As stated on hw 4, your solution must meet the requirements of exam 1 and will be graded accordingly. Based on feedback, it is apparent that some of you do not understand what this means. Hence this note.

Consider problem 1 part a, i.e., to show whether or not INV A1 holds, where

A1: hst[j] = [A,p]   ⇒   hst[j-1] = [B,1,p]

### Suppose you want to show that INV A1 does not hold.

Your solution must present an evolution ending in a state that does not satisfy A1, i.e., a state where hst has an entry [A,p] and there is a preceding entry and that entry is not [B,1,p]. Present the evolution by listing a sequence of atomic steps (starting from the initial step); after each step, indicate enough of the state (i.e., values of relevant variables) so that it is easy to check that your evolution is possible.

If the above is not absolutely clear to you, go over the examples of such answers in the posted homework and exam solutions.

### Suppose you want to show that INV A1 holds.

First, identify every atomic step in the program whose execution may falsify A1. In this case, there is only one such step: specifically, step A.2 appending [A,p] to hst. It suffices to prove that just before this happens, the last entry in hst is [B,1,p]. Your proof will be a sequence of sub-proofs; in each sub-proof you conclude something that follows directly from an atomic step of the program and what you have already established. Also, your proof examines the possibilities going backwards in time.

To illustrate, assume that step A.2 appends [A,p] to hst at time t0. Directly from this, all you can conclude is that just before t0, thread A.t is at 2, step A.2 receives [B,A,enc(A.key,[p,nA])] where nA = A.nL. Directly from this, you cannot conclude that [B,1,p] is the last entry in hst, nor can you conclude that [B,A,enc(A.key,[p,nA])] was sent by B (the attacker may have sent it).

Next, consider the entry enc(A.key,[p,nA]) in the message received at t0. You would like to conclude that this entry must have been created by Z. For that, you need to show that A.key is not known to the attacker. So at this point, take a fresh sheet of paper and prove that INV Ψ(A.key) holds. (Note that it is A.key and not key.)

Now let's prove that entry enc(A.key,[p,nA]) in the message received at t0 was generated by Z. We have that step A.2 happened at t0. So the previous step that A did is A.1 at some time t1 prior to t0 (note that this sub-proof takes us backwards in time). At time t1, step A.1 set A.nL to the randomly-obtained quantity nA (otherwise nA = A.nL would not hold at t0). Because nA is random and A does not do anything during [t1,t0], entry enc(A.key,[p,nA]) is generated by Z (because the attacker does not have A.key) at some time t2 inside the duration [t1,t0].

And so on. Ultimately, you want to show that at some time t3 inside duration [t2,t0], step B.2 appends [B,1,p] to hst and hst is unchanged in duration [t3,t0].

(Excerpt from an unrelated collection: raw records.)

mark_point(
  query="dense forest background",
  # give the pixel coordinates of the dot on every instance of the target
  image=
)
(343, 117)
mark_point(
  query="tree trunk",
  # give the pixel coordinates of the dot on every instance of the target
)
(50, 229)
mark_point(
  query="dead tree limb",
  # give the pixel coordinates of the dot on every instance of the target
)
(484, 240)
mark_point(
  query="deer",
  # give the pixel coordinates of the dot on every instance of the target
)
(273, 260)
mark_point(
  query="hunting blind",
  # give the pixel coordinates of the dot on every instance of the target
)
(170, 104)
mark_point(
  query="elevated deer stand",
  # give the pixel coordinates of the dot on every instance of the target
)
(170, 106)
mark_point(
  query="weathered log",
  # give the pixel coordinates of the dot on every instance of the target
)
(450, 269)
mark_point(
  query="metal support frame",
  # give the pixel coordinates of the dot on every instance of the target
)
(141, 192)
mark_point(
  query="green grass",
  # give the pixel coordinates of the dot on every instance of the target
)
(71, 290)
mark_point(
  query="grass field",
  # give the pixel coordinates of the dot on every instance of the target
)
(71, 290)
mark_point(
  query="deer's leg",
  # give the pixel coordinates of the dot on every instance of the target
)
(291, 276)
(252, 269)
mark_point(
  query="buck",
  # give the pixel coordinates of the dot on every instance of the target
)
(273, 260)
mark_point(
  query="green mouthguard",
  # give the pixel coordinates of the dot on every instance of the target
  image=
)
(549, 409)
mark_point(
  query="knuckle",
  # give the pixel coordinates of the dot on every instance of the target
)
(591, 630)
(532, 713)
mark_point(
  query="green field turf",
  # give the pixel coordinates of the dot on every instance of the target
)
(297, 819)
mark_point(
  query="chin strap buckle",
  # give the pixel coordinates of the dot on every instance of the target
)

Your proof should be such that it can be checked by someone who understands the constructs used in the program but does not have any intuition about the program (e.g., cannot fit the program in his/her head).

If the above is not absolutely clear to you, go over the examples of such answers in the posted homework and exam solutions.

### Suppose you have a preliminary solution to a hw4 problem and want to discuss it with me.

It will cost you 5 points (out of 60) for each discussion. I decide when a discussion ends (and another one starts).

A better alternative is to write down a solution for an equivalent exam or homework problem (without looking at the my posted solution). I'll be happy to evaluate that, and you won't lose any points.

The best alternative is to write down your solution to an equivalent exam or homework problem (without looking at the my posted solution), and then evaluate it yourself. If you can come up with a correct solution in this way, you would have convinced me that you can critically analyze your own writing.